We finally investigated the effects of palmitate exposure on the kinetics of glucose-induced insulin secretion from mouse islets (Figure 7D). In control islets, glucose (20 mM) produced a 30-fold stimulation of insulin secretion that peaked after 5 min and later stabilized at a somewhat lower plateau (20-fold higher than basal). In islets that had been treated with palmitate, glucose-stimulated insulin secretion was inhibited by ∼60% throughout the stimulation period.

Discussion

Here we show that the inhibitory effect of long-term exposure to palmitate on insulin secretion is associated with alterations in the microdomains of Ca2+ entry in β cells. This leads to a selective inhibition of exocytosis triggered by brief (<100 ms) action potential-like depolarizations. Although the β cell contains a large number of release-competent granules, only those in close proximity to the voltage-gated Ca2+ channels are released during β cell electrical activity. We have previously proposed that Ca2+ channels are physically tethered to the insulin granules (Wiser et al., 1999). Thanks to this arrangement, a subset of release-competent granules are exposed to the very high [Ca2+]i that occurs in the close vicinity of the Ca2+ channel. Our data suggest that palmitate causes disassembly of the tight complexes of Ca2+ channels and weakens the Ca2+ microdomains that form and trigger insulin exocytosis. Under control conditions, the close proximity of Ca2+ channels and secretory granules ensures that exocytosis is triggered by the localized increases in [Ca2+]i evoked by an action potential (Figure S4A). Following palmitate treatment, however, the increase in [Ca2+]i does not reach sufficiently high concentrations close to the secretory granule to produce exocytosis. This would explain the strong inhibition of exocytosis during action potential-like stimulation as well as the much greater inhibition of exocytosis caused by strong Ca2+ buffering (Figure 5E). This scenario also accounts for the failure of tolbutamide to correct the secretion defect (Olofsson et al., 2007). This is because tolbutamide triggers brief action potentials of the same type as those occurring in response to glucose (Henquin and Meissner, 1982).

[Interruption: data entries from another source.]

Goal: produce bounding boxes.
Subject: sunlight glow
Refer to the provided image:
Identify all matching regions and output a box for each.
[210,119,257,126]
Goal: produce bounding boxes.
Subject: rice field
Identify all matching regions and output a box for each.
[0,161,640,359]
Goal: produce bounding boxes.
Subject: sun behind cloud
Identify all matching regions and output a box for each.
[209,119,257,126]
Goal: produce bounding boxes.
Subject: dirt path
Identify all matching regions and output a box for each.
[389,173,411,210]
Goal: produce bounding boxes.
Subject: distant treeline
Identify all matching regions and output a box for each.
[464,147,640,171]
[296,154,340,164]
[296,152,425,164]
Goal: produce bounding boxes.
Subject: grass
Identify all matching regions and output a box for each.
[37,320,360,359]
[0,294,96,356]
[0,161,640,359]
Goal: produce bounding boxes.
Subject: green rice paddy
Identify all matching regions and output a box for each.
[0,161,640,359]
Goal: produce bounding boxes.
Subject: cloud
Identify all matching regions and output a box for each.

We emphasize that insulin secretion from palmitate-treated β cells is not inhibited as a consequence of reduced release competence (Figure 6C). The fact that exocytosis during 250 ms depolarizations is unaffected is also consistent with the idea that FFAs suppress glucose-induced insulin secretion by disruption of the tight coupling between Ca2+ channels and the secretory granules. During such long depolarizations, [Ca2+]i equilibrates within the cell and exocytosis will no longer be restricted to the immediate vicinity of the Ca2+ channels. This accounts for the ability of TEA, which leads to a marked prolongation of the β cell action potential, to restore insulin secretion in palmitate-treated islets to control values.

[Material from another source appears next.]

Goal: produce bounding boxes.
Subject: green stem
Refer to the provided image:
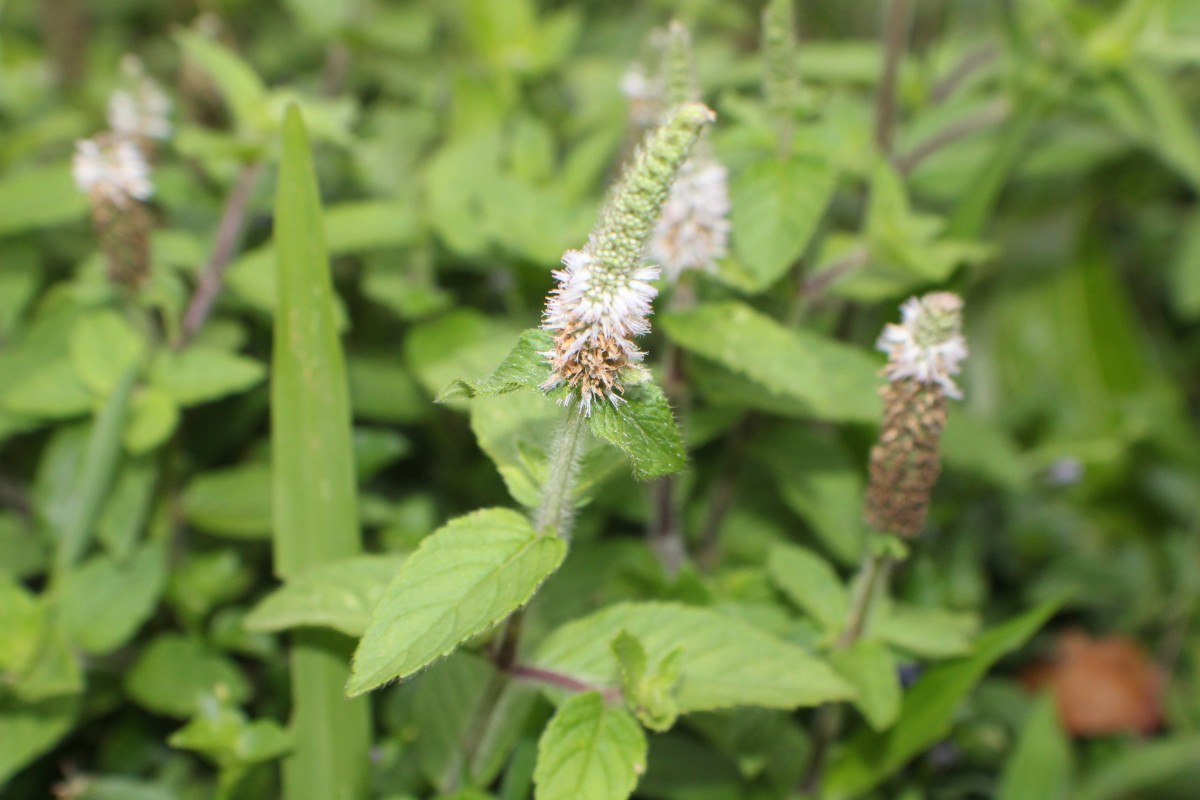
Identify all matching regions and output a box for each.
[534,405,587,539]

It may seem surprising, given that rapid exocytosis is selectively affected in the capacitance measurements and optical imaging experiments, that first-phase and second-phase insulin secretion are similarly affected (Figure 7D). Accumulating evidence suggests that first-phase insulin secretion reflects exocytosis of granules residing in close proximity to the voltage-gated L-type Ca2+ channels (RRP) (Rorsman and Renstrom, 2003; but see Pedersen and Sherman, 2009; Shibasaki et al., 2007). Once these granules from the RRP have undergone exocytosis, they must be replenished by physical mobilization of new granules to the Ca2+ channels and/or lateral movement of the Ca2+ channels to docked granules (Figure S4B). Importantly, both first- and second-phase insulin secretion are triggered by the Ca2+ influx during the brief action potentials, and they occur at a frequency too low to allow major summation of the individual [Ca2+]i transients (Figure 3B). First-phase insulin secretion is normally larger than the second phase because the rate at which RRP is replenished is lower than the maximum secretory capacity.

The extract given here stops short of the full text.